Supongo que seguiré odiando el verano, y más después de este 2025 en que lo he iniciado asomándome a ese vacío tan inmenso que deja la “mucho más que amiga” a la que, como no podía haber sido de otra manera, vi por última vez en la presentación de mi último libro en la Biblioteca del Grupo Cántico. No se me ocurre mejor lugar ni pretexto para una despedida que no sabíamos que sería. Rosas, libros y palabras. Con Jesús y Abel. El destino juguetón ha querido además que en estos días ande escuchando las nuevas canciones de Ana Belén. Charo, que sabía bien de mi pasión por ella, también vivió conmigo todos esos momentos en que yo he tenido la suerte de estar cerca de la de Lavapiés.

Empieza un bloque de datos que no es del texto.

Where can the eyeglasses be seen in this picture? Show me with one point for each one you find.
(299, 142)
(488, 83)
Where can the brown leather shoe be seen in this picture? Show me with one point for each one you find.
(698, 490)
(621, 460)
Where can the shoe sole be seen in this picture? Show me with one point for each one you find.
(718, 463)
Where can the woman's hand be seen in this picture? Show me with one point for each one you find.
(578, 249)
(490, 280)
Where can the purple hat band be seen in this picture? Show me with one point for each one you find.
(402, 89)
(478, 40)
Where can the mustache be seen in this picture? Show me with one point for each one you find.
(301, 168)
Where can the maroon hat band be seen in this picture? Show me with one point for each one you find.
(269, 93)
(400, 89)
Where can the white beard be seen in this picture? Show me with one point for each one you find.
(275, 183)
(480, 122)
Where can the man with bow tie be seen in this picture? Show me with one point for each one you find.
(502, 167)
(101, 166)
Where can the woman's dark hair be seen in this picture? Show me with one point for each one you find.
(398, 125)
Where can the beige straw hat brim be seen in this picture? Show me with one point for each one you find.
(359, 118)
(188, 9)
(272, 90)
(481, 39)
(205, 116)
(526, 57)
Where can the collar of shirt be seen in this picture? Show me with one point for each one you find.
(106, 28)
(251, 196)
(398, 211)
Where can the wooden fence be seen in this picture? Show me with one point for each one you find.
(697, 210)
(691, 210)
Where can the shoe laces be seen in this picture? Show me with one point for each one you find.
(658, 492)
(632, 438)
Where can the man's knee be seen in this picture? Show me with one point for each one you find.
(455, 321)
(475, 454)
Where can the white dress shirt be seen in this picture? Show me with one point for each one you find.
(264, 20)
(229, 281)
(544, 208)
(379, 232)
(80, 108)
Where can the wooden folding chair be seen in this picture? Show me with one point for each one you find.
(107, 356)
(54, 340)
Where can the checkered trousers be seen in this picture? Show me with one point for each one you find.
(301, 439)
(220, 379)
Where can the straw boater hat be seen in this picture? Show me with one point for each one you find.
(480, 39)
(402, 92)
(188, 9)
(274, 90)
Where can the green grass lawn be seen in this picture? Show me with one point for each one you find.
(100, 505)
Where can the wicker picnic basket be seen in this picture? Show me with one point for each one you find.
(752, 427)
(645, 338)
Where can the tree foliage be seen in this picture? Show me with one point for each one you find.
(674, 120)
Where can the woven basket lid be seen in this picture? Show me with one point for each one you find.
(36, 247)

Entre ellas, hay una escrita por Víctor Manuel, que es la que da título al disco, y que define muy bien la mejor lección que yo aprendí de la amiga que siempre estará. Vengo con los ojos nuevos es una declaración de intenciones que yo intento, aunque la puñetera vida a veces me lo ponga difícil, despertarme cada día, escribir en mi diario (como me insistía ella) y lanzarme a un mundo en el que cada vez parece que hay menos espacio para la esperanza. Antes de salir a la calle, suelo mirarme en un espejo que fue regalo de Jesús y  Charo el día de mi boda. Lo hago para de alguna manera no olvidar de donde vengo ni tampoco quienes me han ayudado a mirarme al fin sin miedos en el espejo. Con los ojos nuevos.

 

En uno de los últimos mensajes que tengo de Charo, me pedía, como solía hacer a menudo, que le recomendara alguna película o serie, que no tenía nada que ver. Recuerdo que le recomendé la versión que habían estrenado en Netflix de “El gatopardo”. No sé si llegó a verla y si la disfrutó tanto como la de Visconti. En cualquier caso, me alegra pensar que de nuevo Italia nos mantuvo cosidos hasta casi el final, como ese paraíso en el que hoy me gustaría imaginarla a ella, con su aire acondicionado perenne, y disfrutando ya sin temores ni dolores de ángeles de Bernini, capillas renacentistas y jardines de rosas. Como si la eternidad fuera para ella una especie de Cinecittà donde no parasen de rodar películas. Espero, Charo, que me escribas cada día una postal y que ahora seas tú la que me digas qué historia no me debo perder en los años que me queden por vivir. Yo, a cambio, seguiré escribiéndolo todo e insistiéndole a Fer cada domingo para que me haga un ramo de flores que me recuerde a ti.